Jazz trios don't usually sound this full and open. I think about my favorite trio albums such as Sonny Rollins' Way Out West and how these albums always do such a superior job of isolating what each member of the trio is doing and how each contributes to the whole. Even so, there are a lot of empty spaces in jazz trios, which is certainly not a bad thing. It just is.
The OKB Trio sounds a little too full and warm at first, as if these three musicians--pianist Oscar Perez (the O), bassist Kuriko Tsugawa (the K) and drummer Brian Woodruff (the B)--aren't really a trio after all. They sound a lot bigger at first, and that's mostly because there is this fluid warmth that defines the way they play together, interlocking ideas that fill in the gaps. There's a point, obviously, where your mind is able to organize each musician's space and conclude that this is an unfettered trio with no tricks up anyone's sleeves. It's tough for a contemporary jazz trio to distinguish themselves so clearly from similar ensembles, but OKB manages to do it quite easily.

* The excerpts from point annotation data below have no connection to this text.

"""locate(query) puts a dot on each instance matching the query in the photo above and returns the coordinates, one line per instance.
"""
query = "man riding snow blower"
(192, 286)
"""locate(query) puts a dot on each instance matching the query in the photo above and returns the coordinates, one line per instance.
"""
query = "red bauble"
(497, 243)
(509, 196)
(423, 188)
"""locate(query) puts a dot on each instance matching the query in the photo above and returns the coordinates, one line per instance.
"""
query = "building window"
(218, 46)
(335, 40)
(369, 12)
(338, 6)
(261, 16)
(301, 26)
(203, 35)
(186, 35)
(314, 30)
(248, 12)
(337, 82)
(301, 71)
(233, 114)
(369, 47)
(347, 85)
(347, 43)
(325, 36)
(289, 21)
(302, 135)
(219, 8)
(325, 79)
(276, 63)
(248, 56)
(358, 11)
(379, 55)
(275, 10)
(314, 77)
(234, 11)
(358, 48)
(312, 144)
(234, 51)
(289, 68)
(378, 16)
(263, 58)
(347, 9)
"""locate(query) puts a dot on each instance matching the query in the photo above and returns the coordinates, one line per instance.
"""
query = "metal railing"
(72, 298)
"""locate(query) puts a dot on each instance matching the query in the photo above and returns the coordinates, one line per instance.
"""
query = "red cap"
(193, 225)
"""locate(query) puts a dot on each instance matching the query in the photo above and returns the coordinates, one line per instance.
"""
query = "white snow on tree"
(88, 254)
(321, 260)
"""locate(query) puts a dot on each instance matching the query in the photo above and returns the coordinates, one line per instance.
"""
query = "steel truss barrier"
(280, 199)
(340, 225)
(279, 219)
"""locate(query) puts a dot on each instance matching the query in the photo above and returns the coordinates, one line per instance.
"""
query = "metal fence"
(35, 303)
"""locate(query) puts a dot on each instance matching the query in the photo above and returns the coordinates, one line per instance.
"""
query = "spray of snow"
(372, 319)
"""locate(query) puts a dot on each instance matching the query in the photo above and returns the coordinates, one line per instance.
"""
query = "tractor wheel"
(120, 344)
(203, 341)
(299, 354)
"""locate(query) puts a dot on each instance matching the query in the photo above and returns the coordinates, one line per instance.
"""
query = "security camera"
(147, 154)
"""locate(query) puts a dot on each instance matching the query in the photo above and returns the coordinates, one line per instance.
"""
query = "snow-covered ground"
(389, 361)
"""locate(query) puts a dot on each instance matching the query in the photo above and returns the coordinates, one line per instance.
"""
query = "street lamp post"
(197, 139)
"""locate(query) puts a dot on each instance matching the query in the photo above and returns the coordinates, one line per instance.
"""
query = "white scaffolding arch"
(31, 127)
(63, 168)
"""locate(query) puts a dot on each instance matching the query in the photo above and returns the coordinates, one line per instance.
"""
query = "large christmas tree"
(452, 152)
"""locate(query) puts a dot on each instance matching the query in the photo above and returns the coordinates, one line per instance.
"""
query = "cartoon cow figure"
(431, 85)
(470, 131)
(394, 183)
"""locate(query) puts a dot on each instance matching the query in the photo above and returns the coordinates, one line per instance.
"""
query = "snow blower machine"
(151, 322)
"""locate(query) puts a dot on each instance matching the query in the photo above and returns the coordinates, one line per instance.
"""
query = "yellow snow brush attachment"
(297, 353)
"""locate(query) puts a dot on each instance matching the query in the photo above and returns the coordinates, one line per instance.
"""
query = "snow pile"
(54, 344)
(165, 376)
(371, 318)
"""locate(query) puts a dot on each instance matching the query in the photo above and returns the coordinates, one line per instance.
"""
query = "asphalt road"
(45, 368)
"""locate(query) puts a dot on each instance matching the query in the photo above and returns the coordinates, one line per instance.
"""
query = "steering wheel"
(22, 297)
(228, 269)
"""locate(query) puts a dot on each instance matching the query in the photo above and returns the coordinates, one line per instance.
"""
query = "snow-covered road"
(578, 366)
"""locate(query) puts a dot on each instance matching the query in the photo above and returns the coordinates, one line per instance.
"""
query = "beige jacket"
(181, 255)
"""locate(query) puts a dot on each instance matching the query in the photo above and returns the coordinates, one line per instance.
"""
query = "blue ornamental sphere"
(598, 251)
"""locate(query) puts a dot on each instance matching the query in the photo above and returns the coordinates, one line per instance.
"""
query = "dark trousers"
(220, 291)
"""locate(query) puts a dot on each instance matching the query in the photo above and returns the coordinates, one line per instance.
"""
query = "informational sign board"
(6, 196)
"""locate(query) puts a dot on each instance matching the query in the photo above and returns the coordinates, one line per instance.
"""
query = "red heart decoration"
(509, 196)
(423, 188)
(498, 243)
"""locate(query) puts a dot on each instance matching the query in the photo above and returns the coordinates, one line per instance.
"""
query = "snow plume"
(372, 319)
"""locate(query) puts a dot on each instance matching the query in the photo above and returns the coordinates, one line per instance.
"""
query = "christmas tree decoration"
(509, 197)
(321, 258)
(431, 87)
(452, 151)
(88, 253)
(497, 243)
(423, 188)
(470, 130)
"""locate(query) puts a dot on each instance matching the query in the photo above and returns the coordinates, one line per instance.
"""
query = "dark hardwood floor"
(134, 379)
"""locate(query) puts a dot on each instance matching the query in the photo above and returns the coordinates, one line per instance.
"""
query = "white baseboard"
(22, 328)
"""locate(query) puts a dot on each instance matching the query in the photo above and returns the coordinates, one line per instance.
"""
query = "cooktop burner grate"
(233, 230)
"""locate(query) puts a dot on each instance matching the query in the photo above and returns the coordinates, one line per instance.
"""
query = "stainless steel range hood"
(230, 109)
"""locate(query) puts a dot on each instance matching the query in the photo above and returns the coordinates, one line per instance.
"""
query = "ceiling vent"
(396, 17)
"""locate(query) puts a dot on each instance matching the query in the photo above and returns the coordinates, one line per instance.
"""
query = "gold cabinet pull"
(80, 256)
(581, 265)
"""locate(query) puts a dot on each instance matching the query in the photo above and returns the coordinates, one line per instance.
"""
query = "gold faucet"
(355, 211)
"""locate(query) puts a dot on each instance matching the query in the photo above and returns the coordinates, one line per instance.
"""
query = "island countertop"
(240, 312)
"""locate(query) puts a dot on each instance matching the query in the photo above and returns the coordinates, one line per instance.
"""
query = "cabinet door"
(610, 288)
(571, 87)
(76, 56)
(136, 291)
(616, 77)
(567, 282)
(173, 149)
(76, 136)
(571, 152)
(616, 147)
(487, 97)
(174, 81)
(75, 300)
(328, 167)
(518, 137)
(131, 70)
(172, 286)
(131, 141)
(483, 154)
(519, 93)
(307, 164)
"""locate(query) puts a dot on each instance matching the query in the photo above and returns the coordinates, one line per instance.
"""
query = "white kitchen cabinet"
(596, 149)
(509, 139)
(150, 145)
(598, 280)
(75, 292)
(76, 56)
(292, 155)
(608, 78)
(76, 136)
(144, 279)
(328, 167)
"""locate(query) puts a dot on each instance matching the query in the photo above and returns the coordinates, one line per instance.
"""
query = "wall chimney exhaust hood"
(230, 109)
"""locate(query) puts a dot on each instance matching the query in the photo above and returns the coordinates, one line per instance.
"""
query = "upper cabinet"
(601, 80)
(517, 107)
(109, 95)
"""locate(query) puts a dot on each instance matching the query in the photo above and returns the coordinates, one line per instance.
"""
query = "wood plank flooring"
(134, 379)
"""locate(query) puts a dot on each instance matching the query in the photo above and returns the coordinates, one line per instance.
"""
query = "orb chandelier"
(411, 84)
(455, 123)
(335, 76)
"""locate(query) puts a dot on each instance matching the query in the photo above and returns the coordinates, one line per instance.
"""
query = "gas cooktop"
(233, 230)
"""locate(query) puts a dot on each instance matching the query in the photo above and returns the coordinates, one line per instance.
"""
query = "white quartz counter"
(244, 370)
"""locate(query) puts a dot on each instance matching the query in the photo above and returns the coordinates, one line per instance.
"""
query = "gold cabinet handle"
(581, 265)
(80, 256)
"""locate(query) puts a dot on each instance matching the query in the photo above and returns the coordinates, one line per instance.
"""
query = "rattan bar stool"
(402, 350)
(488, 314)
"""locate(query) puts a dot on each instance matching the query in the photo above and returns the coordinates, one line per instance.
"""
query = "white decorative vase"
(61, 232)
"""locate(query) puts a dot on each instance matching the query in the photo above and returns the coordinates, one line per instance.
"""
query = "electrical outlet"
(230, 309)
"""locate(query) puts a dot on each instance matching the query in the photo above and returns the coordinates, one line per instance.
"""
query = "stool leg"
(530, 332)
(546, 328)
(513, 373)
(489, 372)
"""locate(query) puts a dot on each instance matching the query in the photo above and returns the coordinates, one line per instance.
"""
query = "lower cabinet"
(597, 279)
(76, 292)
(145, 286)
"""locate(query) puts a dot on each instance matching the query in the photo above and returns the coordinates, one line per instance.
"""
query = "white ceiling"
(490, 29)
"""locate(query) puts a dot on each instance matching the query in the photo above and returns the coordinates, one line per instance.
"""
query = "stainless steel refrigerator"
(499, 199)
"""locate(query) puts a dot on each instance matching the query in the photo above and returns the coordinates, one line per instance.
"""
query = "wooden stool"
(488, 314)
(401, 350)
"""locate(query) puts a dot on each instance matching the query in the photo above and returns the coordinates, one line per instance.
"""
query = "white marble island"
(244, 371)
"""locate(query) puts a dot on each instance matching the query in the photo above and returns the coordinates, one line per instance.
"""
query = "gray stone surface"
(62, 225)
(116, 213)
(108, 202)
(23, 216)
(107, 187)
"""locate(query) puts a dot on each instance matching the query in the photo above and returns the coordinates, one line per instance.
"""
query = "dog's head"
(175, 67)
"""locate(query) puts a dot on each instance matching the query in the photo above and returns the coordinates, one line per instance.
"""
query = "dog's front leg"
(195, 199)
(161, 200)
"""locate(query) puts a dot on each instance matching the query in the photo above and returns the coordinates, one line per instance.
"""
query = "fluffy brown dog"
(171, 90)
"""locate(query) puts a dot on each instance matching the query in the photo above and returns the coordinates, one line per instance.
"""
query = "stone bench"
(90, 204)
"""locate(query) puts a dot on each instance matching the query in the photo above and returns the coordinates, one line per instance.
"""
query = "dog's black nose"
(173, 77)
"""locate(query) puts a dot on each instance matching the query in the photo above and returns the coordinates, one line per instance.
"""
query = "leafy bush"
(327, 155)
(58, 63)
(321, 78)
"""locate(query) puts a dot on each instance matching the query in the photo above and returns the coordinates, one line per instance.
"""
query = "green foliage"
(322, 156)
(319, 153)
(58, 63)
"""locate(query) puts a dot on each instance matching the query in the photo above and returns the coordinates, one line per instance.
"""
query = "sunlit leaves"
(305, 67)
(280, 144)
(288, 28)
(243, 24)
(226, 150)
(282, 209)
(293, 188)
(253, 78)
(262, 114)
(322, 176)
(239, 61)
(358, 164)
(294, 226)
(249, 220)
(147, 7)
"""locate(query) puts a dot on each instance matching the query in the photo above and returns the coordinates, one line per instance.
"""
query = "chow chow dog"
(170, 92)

OKB was born in 2010, when Woodruff played a run at Blackbird's in Queens and was able to book different musicians each week. One June evening Tsugawa and Perez jumped on stage. By the end of the night, all three had a drink together to celebrate their extraordinary synergy. Tsugawa declared, "I always want to play with this trio." Listening to this mix of original and standards, it's easy to understand why. Again, this trio sound sounds incredibly fluid in an entirely intuitive way, and that comes from pure unadulterated chemistry. Whether they're playing from the GAS (Ahlert and Young's "I'm Going to Sit Right and Write Myself a Letter") or taking turns with their own compositions (each submit two), they get it down like no one else.
The Ing... is special in another way. It is the very first performance recorded at Big Orange Sheep, a new studio that was built by many in the Queens jazz community including Woodruff, Perez and Tsugawa's husband. The warmth I describe is partially due to this space, which was built as a true labor of love. Woodruff produced the album, and Chris Benham, the owner of Big Orange Sheep, recorded and mixed and mastered the album. So there's something quite special about this inaugural offering, a combination of community love and support and getting everything right by doing it yourself. It shows in every note of this excellent album.